At the very least, many people, including legal practitioners, are aware of what a will is and its ability to dispose of property upon the death of the testator (the person who created the will). However, what is less well known are some issues that this blog will have more detailed individual posts about, including: When must a will be probated? Must a will be in a specific format or have "magic language"? Is disinheritance permitted in Texas? Why not a revocable living trust?
More globally, however, the importance of a will in today's blended multi-generational families with complex issues cannot be underscored enough. In fact, it is quite common for people to walk into an attorney's office (from the indigent to the wealthy) and say, "My loved one died not leaving a will. What happens now?" Each particular case will require a thorough review of the family history facts involved and all the generations it will concern. Further, issues of community property v. separate property and children outside of the marriage take a more simple probate into a more complex one.

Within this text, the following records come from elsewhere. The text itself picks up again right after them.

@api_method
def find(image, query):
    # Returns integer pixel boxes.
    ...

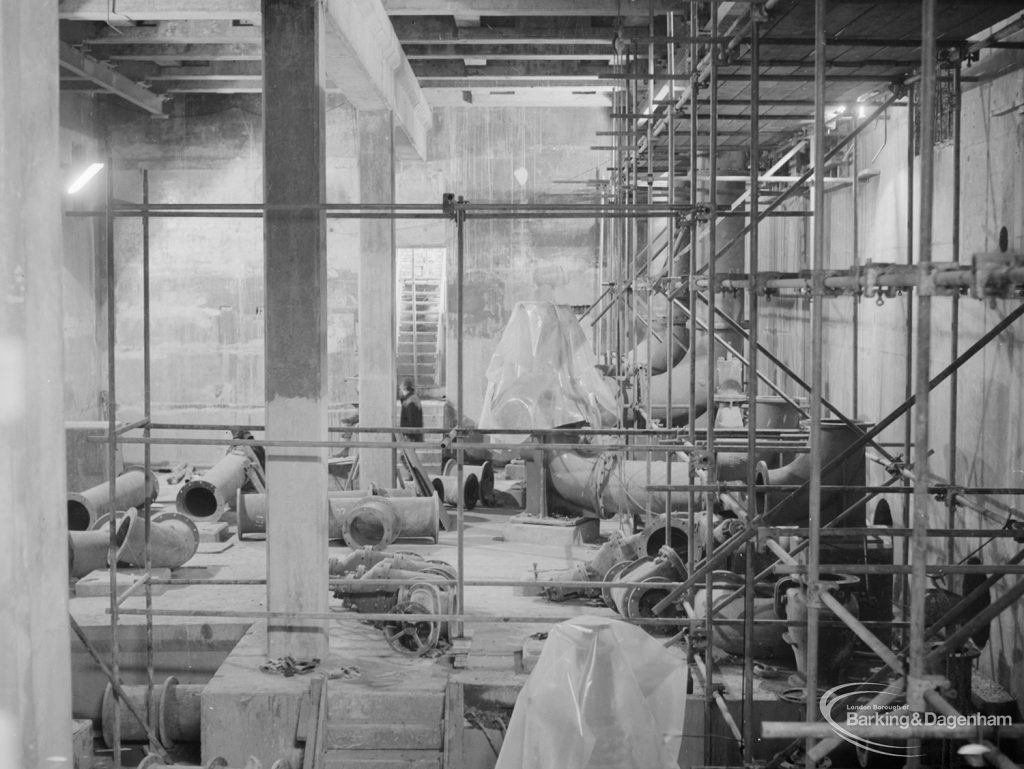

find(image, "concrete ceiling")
[58,0,1021,151]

With a properly drafted and executed will, many of these issues can be avoided or addressed, because along with a properly drafted will, should come legal advice and counsel on the law of trusts and estates.
Therefore, the importance of a will is not just the document itself but the estate planning process that accompanies it. A properly drafted estate plan addresses many issues like disability, health concerns, charitable giving, estate taxes, management and disposition of property, and memorializing desires. A will should be one of the many things considered in a thoughtful and comprehensive estate plan.